Adnan studierte in Paris und Berkeley, Kalifornien, Philosophie. Die Vielseitigkeit ihres Schaffens führte sie rund um die Welt. So kehrte sie auch mehrmals nach Beirut zurück. Ihre Lebensmittelpunkte aber fand sie in Sausalito, Kalifornien, und Paris, wo sie heute lebt.

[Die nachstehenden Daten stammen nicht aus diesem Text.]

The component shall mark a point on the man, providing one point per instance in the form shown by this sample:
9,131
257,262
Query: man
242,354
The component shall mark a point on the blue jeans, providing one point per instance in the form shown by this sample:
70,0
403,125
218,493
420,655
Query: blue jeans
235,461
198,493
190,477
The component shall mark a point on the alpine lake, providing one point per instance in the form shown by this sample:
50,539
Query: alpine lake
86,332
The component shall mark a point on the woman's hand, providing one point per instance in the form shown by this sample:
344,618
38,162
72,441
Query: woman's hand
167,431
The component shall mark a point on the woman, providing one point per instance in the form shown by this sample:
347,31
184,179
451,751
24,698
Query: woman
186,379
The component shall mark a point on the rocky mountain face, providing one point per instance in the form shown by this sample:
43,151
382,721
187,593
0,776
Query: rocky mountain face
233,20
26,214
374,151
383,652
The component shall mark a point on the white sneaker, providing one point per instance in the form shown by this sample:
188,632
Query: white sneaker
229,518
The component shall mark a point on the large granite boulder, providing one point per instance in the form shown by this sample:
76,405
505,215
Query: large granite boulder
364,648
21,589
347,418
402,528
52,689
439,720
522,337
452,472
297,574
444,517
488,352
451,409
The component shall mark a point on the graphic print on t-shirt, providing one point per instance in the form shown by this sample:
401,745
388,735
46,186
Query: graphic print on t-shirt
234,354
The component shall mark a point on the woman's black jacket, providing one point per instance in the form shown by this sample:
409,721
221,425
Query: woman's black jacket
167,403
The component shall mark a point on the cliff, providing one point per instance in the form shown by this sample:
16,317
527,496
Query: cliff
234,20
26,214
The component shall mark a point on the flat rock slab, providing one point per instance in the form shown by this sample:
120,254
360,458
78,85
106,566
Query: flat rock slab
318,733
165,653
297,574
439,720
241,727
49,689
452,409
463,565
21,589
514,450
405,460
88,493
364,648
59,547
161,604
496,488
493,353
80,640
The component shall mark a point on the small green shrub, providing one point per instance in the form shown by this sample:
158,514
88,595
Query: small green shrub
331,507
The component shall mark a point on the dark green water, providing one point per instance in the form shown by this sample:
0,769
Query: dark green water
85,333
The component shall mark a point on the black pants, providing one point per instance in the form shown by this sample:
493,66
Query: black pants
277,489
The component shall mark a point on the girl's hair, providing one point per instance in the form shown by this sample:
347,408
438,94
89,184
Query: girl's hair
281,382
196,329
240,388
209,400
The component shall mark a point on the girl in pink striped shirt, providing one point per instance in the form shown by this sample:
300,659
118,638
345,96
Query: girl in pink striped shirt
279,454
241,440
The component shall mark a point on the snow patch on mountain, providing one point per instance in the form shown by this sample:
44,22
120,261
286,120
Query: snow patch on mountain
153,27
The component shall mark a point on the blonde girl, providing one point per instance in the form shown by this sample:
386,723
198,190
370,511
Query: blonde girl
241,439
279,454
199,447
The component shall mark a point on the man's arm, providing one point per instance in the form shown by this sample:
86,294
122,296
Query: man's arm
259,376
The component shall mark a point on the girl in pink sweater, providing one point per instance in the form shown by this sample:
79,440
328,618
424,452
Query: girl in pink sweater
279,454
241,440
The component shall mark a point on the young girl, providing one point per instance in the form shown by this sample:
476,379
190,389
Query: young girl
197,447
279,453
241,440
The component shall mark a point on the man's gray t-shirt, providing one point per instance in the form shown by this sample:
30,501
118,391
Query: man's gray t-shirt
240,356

Bereits 1959 beginnt Etel Adnan, sich parallel zu ihrer schriftstellerischen Tätigkeit der Malerei und der Zeichnung zu widmen. Künstlerbücher in Form von Leporellos, Tapisserien und Super-8-mm-Filme erweitern ihr künstlerisches Spektrum. In ihrem Frühwerk finden Werke von Paul Cézanne, Paul Klee und Pablo Picasso stilistischen Widerhall. Eine wichtige Quelle der Inspiration für Adnan ist der Mount Tamalpais nördlich von San Francisco.

Freunde der Kunst

Dieser Berg steht Pate für ihre Auslotung kontrastreicher Farbvariationen und der Grenzen zur Abstraktion. Somit wirken Adnans Bilder wie Seelenlandschaften, in denen ihre poetische Sprache eine visuelle Entsprechung findet. Mit ihren Arbeiten setzt sich die Künstlerin über sprachliche, kulturelle und geografische Grenzen hinweg. Diese stellen Facetten ihrer Identität dar, die sie als einen sich ständig wandelnden Prozess ansieht. Anhand einer Auswahlvon rund zweihundert Werken zeichnet die Ausstellung die künstlerische Entwicklung Etel Adnans nach.